This is rather art-nerdy.
The class I'm taking with Gonzales is quite thought provoking, especially considering I've been going through something of an existential crisis. What, I ask myself, is the point of art? What is the point of studying art at a UC which focuses on academic and conceptual growth rather than technical and economically marketable skill?
As I understand it, classically art was about beauty. Realism was the popular aesthetic, religion the mandatory topic if you were to keep the church as a patron. Then with the metaphorical death of God and birth of the industry, art is defined by self discovery, newness, revolutionary thought. In an perverse reversal, the art world states (in my readings, which are primarily describing thought from World War I to Cold War) that art should be focus on the personal experience. The artists and critics write long statements of purpose, create a new language to discuss the new art. Everything is self-referential and honestly I find that exclusive and egotistical. The avant gard artists puff themselves up as the one and only Great Expression. Critics speak disparagingly of the masses who do not understand. I refer to this bluntly as mental masturbation. How can someone claim to be revolutionary while propagating the same exclusion of the lower class? That's why I think modern art is elitist. Traditionally art was for the elite because only the elite could see it in their private residences. Modern art restricts access through jargon and pretension. When art is self referential you need to research the artist and ces influences in order to understand the intended meaning. If you don't read the intended meaning, some artists believe you are unsophisticated and unworthy of the art.
At the same time I think about how obvious visuals act as aggressive propaganda. What's an artist to do? Talk bullshit circles around a nonrepresentational piece? Focus simply on beauty and have shallow meaning? Use symbols that beat the viewer about the head with a brick about your intended meaning?

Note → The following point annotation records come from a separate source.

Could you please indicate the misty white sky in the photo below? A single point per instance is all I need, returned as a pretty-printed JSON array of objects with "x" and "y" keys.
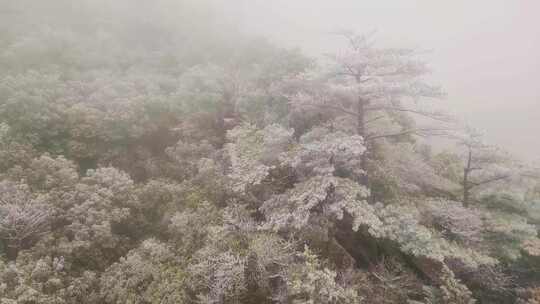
[{"x": 485, "y": 53}]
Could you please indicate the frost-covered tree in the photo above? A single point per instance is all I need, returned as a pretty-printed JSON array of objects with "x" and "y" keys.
[{"x": 373, "y": 86}]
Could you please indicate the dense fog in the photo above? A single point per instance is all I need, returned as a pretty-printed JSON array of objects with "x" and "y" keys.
[{"x": 314, "y": 152}]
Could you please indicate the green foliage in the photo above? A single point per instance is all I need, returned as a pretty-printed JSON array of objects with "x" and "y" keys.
[{"x": 180, "y": 161}]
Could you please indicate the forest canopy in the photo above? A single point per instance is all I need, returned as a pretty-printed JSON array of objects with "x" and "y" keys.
[{"x": 155, "y": 153}]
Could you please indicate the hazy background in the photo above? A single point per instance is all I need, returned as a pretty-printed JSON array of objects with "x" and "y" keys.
[{"x": 485, "y": 53}]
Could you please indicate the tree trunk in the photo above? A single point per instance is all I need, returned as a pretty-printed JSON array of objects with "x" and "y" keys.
[{"x": 361, "y": 130}]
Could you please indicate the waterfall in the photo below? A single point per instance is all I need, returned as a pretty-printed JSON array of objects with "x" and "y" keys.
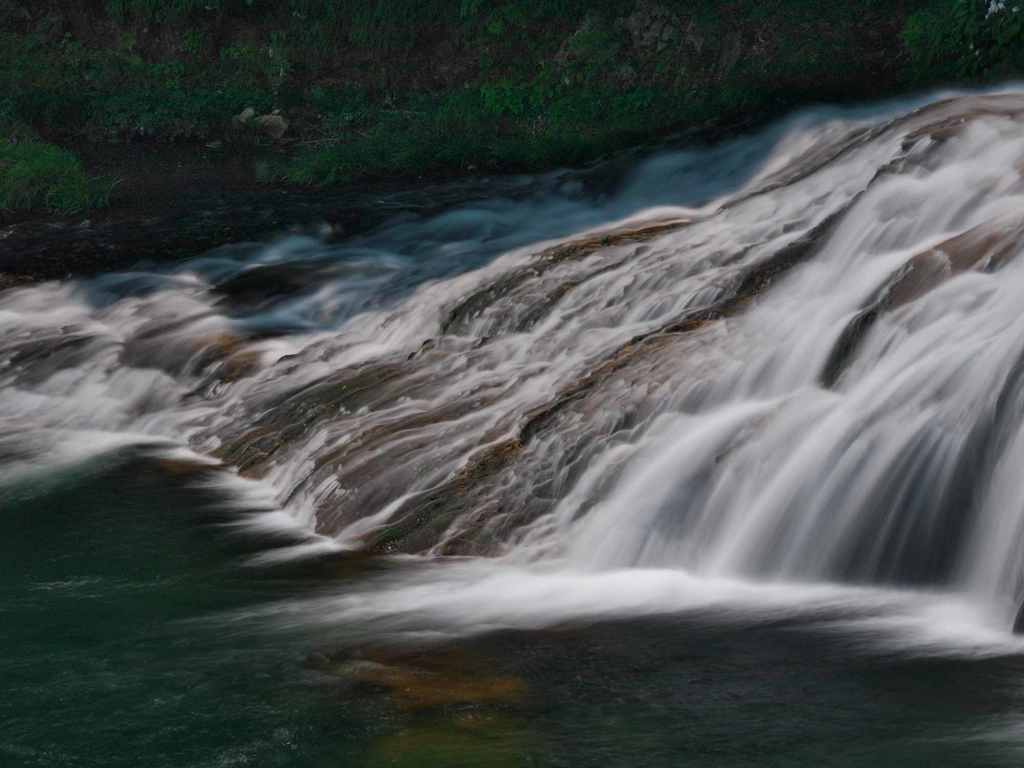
[{"x": 775, "y": 368}]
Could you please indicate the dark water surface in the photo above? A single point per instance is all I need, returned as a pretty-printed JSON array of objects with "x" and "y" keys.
[
  {"x": 748, "y": 493},
  {"x": 113, "y": 652}
]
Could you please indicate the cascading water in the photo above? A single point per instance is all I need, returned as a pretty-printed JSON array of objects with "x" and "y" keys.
[{"x": 747, "y": 375}]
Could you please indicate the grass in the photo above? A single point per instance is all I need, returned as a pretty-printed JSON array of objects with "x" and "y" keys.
[
  {"x": 378, "y": 88},
  {"x": 36, "y": 175}
]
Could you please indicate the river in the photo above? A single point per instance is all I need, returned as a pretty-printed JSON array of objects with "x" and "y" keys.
[{"x": 706, "y": 458}]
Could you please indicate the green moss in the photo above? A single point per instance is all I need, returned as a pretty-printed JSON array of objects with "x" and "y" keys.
[
  {"x": 37, "y": 175},
  {"x": 408, "y": 87}
]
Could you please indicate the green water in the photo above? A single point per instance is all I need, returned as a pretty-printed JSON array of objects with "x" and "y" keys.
[{"x": 115, "y": 580}]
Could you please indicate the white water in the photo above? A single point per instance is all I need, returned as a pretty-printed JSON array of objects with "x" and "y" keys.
[{"x": 717, "y": 468}]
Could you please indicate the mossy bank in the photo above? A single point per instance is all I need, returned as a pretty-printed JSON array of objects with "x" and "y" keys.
[{"x": 332, "y": 92}]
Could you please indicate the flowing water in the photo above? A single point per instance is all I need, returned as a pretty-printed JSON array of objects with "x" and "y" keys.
[{"x": 706, "y": 459}]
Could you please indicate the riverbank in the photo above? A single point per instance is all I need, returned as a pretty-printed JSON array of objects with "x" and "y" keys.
[{"x": 354, "y": 92}]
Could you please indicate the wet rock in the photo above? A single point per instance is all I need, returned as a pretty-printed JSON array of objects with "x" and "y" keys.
[
  {"x": 469, "y": 739},
  {"x": 652, "y": 28},
  {"x": 427, "y": 681},
  {"x": 244, "y": 117}
]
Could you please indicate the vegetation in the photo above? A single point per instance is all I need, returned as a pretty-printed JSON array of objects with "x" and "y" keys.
[
  {"x": 39, "y": 175},
  {"x": 966, "y": 40},
  {"x": 409, "y": 87}
]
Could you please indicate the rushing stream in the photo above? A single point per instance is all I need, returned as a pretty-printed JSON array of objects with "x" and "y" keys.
[{"x": 712, "y": 460}]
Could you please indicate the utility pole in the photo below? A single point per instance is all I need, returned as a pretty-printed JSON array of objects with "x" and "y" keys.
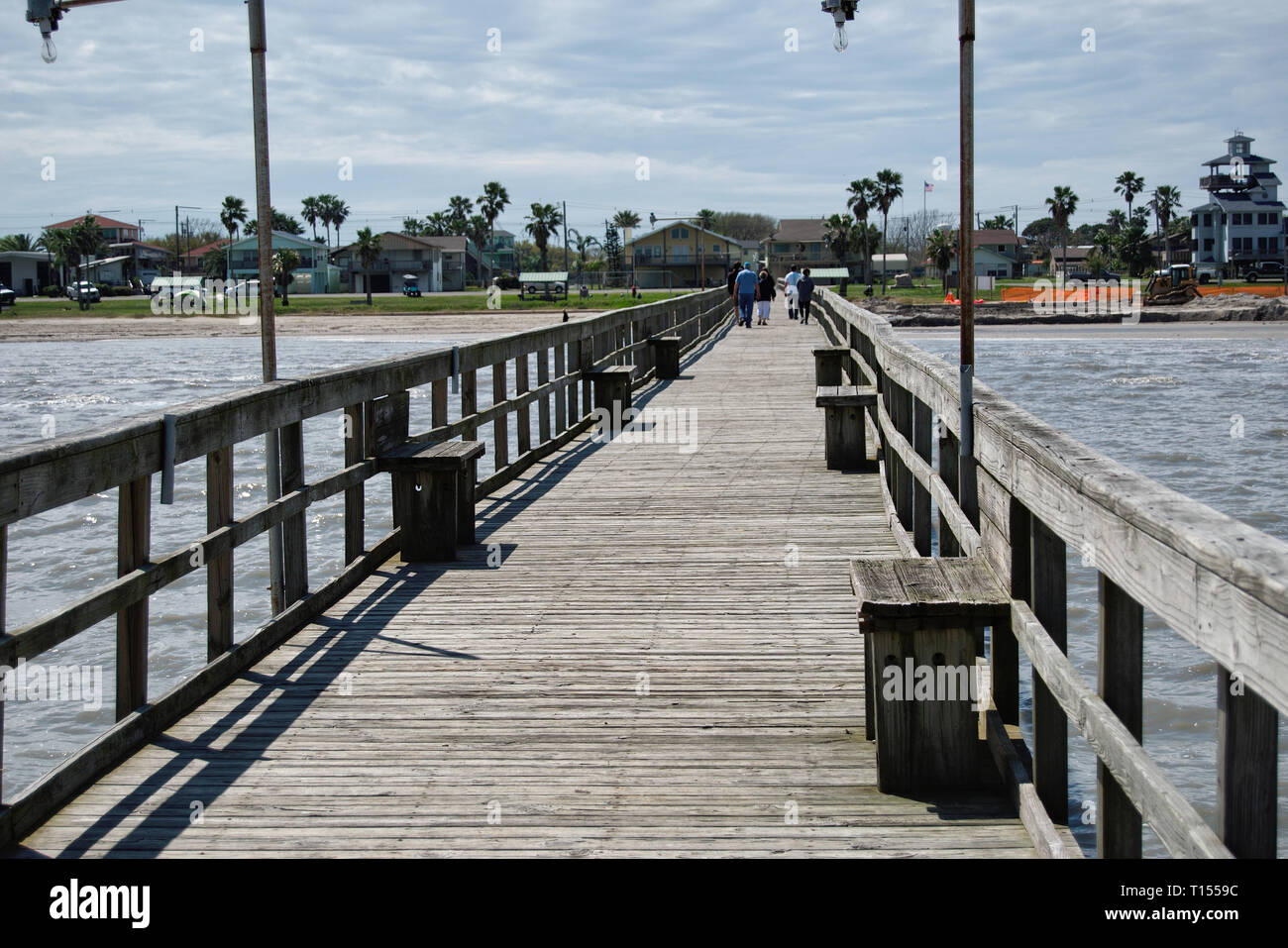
[
  {"x": 967, "y": 484},
  {"x": 265, "y": 241}
]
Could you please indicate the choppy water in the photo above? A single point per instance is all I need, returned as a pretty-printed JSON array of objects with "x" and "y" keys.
[
  {"x": 1167, "y": 407},
  {"x": 1207, "y": 417}
]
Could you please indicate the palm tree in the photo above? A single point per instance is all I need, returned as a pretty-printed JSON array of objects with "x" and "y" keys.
[
  {"x": 544, "y": 220},
  {"x": 459, "y": 209},
  {"x": 336, "y": 211},
  {"x": 625, "y": 219},
  {"x": 493, "y": 200},
  {"x": 368, "y": 249},
  {"x": 838, "y": 237},
  {"x": 584, "y": 245},
  {"x": 1061, "y": 206},
  {"x": 312, "y": 213},
  {"x": 284, "y": 263},
  {"x": 863, "y": 194},
  {"x": 941, "y": 248},
  {"x": 1128, "y": 185},
  {"x": 477, "y": 231},
  {"x": 232, "y": 215},
  {"x": 890, "y": 187},
  {"x": 1167, "y": 198}
]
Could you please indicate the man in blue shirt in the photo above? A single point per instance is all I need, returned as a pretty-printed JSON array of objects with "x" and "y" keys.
[{"x": 746, "y": 287}]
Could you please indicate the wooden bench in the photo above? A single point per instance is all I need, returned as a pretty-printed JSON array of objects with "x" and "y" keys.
[
  {"x": 842, "y": 424},
  {"x": 433, "y": 493},
  {"x": 922, "y": 625},
  {"x": 829, "y": 365},
  {"x": 666, "y": 356}
]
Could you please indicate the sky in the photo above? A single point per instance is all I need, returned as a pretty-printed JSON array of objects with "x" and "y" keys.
[{"x": 662, "y": 107}]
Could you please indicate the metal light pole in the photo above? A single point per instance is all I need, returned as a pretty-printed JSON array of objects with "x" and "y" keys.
[
  {"x": 841, "y": 12},
  {"x": 265, "y": 241}
]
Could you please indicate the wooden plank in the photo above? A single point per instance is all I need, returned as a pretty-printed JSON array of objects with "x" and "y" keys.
[
  {"x": 1050, "y": 725},
  {"x": 133, "y": 543},
  {"x": 355, "y": 497},
  {"x": 295, "y": 556},
  {"x": 921, "y": 443},
  {"x": 562, "y": 390},
  {"x": 219, "y": 570},
  {"x": 1122, "y": 655},
  {"x": 544, "y": 404},
  {"x": 1247, "y": 763},
  {"x": 500, "y": 425},
  {"x": 523, "y": 415},
  {"x": 1168, "y": 813}
]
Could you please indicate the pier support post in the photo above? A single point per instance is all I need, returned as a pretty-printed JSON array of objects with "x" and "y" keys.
[
  {"x": 845, "y": 406},
  {"x": 433, "y": 496},
  {"x": 828, "y": 365},
  {"x": 666, "y": 356}
]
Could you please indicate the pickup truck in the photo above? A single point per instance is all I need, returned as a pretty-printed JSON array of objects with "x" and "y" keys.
[
  {"x": 1266, "y": 269},
  {"x": 73, "y": 291}
]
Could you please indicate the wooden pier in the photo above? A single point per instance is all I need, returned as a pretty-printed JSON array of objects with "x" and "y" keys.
[{"x": 652, "y": 647}]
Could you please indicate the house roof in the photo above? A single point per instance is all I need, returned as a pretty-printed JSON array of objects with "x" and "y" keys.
[
  {"x": 206, "y": 248},
  {"x": 669, "y": 224},
  {"x": 798, "y": 231},
  {"x": 397, "y": 240},
  {"x": 98, "y": 219},
  {"x": 1005, "y": 236}
]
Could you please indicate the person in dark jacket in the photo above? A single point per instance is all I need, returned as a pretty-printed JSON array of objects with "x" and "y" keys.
[
  {"x": 805, "y": 290},
  {"x": 765, "y": 294}
]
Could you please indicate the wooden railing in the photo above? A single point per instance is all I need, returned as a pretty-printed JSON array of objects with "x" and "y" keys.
[
  {"x": 1215, "y": 581},
  {"x": 374, "y": 398}
]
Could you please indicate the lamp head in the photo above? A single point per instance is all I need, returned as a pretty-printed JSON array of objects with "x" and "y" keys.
[{"x": 841, "y": 11}]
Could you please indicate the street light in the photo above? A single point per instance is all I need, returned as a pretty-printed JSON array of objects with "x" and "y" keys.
[{"x": 842, "y": 11}]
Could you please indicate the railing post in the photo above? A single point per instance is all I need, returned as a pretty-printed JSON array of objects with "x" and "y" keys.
[
  {"x": 1122, "y": 638},
  {"x": 500, "y": 427},
  {"x": 1050, "y": 725},
  {"x": 921, "y": 436},
  {"x": 1247, "y": 762},
  {"x": 1005, "y": 648},
  {"x": 562, "y": 388},
  {"x": 948, "y": 545},
  {"x": 544, "y": 404},
  {"x": 133, "y": 540},
  {"x": 469, "y": 402},
  {"x": 295, "y": 558},
  {"x": 355, "y": 497},
  {"x": 219, "y": 570},
  {"x": 523, "y": 414}
]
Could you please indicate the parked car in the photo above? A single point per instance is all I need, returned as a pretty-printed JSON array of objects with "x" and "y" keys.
[
  {"x": 1266, "y": 269},
  {"x": 75, "y": 290}
]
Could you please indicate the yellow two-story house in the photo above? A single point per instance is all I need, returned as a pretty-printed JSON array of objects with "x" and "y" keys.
[{"x": 677, "y": 253}]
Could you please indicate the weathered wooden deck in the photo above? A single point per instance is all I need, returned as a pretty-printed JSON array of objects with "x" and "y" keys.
[{"x": 666, "y": 662}]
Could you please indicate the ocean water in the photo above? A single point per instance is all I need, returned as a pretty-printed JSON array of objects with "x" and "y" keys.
[{"x": 1205, "y": 416}]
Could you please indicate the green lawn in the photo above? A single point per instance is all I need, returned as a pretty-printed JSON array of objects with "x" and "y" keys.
[{"x": 338, "y": 305}]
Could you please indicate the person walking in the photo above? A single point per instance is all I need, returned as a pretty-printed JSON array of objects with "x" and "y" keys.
[
  {"x": 805, "y": 290},
  {"x": 790, "y": 290},
  {"x": 765, "y": 294},
  {"x": 746, "y": 286}
]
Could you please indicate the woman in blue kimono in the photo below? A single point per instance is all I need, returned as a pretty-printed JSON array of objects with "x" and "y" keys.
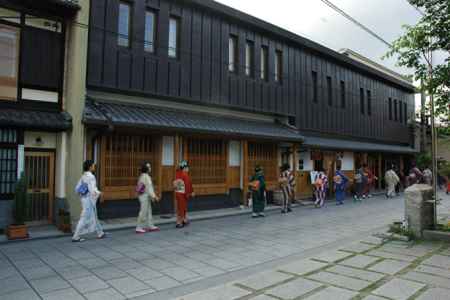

I realize I'm being nonspecific. If I look at Pollock, I know he rejects representational art, favoring "expression" over "illustration" (his words). The abstract expressionist escapes mechanical production in order to express the angst of living in the modern world, the world of the atom bomb, the telephone, and the airplane. But unless you read (and often, spend quite a bit of time deciphering) the artist statement, how are you to know that's what the piece is about? I love Pollock's work for it's beauty. I love the feeling of being overwhelmed by a large canvas. I love the use of texture, the feeling of movement. The depth of his work is not self-evident, but it's specifically about a state of mind. So I ask, does it matter what the intention is if you can't figure it out just by looking at the piece? Perhaps it's the post-modernist in me, but I believe that meaning derives not from intention but from interpretation. If you need to read an essay to understand artist intention, does that make art better or worse? This goes for music and film as well. Of course traditional music without lyrics is different than traditional painting, because it cannot be so literally representative.
Another thing: I believe everyone is an artist. I hate how critics and artists talk about artists as some sort of rare creature that must have one certain kind of mind. There is a difference between the person who needs to paint, draw, craft, write every day and the person who doesn't feel the compulsion as strong, but that does not make the former person better or worse than the latter.
That's the end for now, but this felt nice to write.